Près d’un enfant sur trois souffre d’un retard de croissance en Afrique subsaharienne.
La baisse de la malnutrition en Afrique et en Asie permettrait d’accroître de 11 % la productivité économique globale des pays de ces régions.
Comment définit-on la faim ?
La faim est un terme générique utilisé pour désigner un certain nombre de choses différentes, ce qui peut prêter à confusion. Techniquement appelée insécurité alimentaire, le problème se divise en cinq catégories.
Première phase (phase minimale), les ménages parviennent à combler leurs besoins alimentaires et non alimentaires essentiels.
Dans la deuxième phase (phase stress), les ménages ont une consommation alimentaire minimale adéquate.

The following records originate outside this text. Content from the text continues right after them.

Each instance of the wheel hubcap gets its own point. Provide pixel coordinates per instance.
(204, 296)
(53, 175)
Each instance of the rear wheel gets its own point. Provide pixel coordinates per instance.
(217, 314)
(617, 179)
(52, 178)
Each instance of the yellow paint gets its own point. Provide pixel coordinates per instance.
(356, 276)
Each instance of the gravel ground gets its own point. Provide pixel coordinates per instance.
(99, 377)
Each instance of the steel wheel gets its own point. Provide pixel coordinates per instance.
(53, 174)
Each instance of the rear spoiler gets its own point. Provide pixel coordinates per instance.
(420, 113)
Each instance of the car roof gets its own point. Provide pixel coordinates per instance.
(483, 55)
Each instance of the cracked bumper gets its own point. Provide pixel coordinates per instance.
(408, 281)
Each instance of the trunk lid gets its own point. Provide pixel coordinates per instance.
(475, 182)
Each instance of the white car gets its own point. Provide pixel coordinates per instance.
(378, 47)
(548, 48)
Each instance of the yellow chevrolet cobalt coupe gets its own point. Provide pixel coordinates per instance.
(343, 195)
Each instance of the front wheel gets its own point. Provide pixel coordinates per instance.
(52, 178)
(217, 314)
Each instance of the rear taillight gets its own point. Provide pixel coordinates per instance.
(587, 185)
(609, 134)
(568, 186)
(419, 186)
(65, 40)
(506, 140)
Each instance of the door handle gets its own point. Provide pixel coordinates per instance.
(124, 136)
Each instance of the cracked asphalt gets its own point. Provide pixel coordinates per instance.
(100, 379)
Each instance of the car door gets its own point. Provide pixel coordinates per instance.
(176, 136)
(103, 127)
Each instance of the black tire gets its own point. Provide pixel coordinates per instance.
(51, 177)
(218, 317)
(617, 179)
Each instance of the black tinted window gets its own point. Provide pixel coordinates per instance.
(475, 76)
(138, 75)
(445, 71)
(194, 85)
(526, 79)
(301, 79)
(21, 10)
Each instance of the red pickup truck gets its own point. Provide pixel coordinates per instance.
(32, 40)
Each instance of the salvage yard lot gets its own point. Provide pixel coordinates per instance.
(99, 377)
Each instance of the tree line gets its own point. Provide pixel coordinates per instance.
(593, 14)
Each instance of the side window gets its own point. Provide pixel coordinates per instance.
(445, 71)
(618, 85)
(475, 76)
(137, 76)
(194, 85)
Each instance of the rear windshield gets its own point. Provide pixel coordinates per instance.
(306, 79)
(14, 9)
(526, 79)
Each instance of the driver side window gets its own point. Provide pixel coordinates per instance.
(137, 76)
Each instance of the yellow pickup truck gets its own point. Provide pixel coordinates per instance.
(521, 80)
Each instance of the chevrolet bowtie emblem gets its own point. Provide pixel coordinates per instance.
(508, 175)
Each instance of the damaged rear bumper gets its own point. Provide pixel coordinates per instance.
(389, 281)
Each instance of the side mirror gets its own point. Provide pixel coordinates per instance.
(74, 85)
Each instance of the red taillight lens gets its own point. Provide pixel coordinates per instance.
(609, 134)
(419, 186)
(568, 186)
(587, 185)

Toutefois, ils ne peuvent se permettre certaines dépenses non alimentaires essentielles. En mai 2022, cela concernait 212 millions de personnes dans 39 pays.
Dans la troisième phase (phase crise), les ménages ont une consommation alimentaire insuffisante qui se traduit par une malnutrition aiguë grave ou inhabituelle, ou peuvent se permettre des dépenses alimentaires en vendant leurs biens. En mai 2022, cela concernait 111 millions de personnes dans 39 pays.
Dans la quatrième phase (phase urgence), les ménages ont une consommation alimentaire largement insuffisante qui se traduit par une malnutrition aiguë très élevée et une mortalité excessive. Ils peuvent parvenir à atténuer la gravité de l’insuffisance alimentaire, mais uniquement en vendant certains de leurs avoirs. En mai 2022, cela concernait 30 millions de personnes dans 33 pays.
Dans la cinquième phase (phase famine), la famine, la mort, la misère et des niveaux extrêmement critiques de malnutrition aiguë sont incontestables. En mai 2022, cela concernait 219 000 personnes dans 4 pays.
Qu’est-ce qui provoque la faim ?
En bref, la pauvreté. Lorsque la nourriture se fait rare en raison de mauvaises récoltes, d’une guerre ou d’autres chocs, les prix augmentent et les personnes sans ressources ne peuvent pas se permettre d’acheter de quoi se nourrir.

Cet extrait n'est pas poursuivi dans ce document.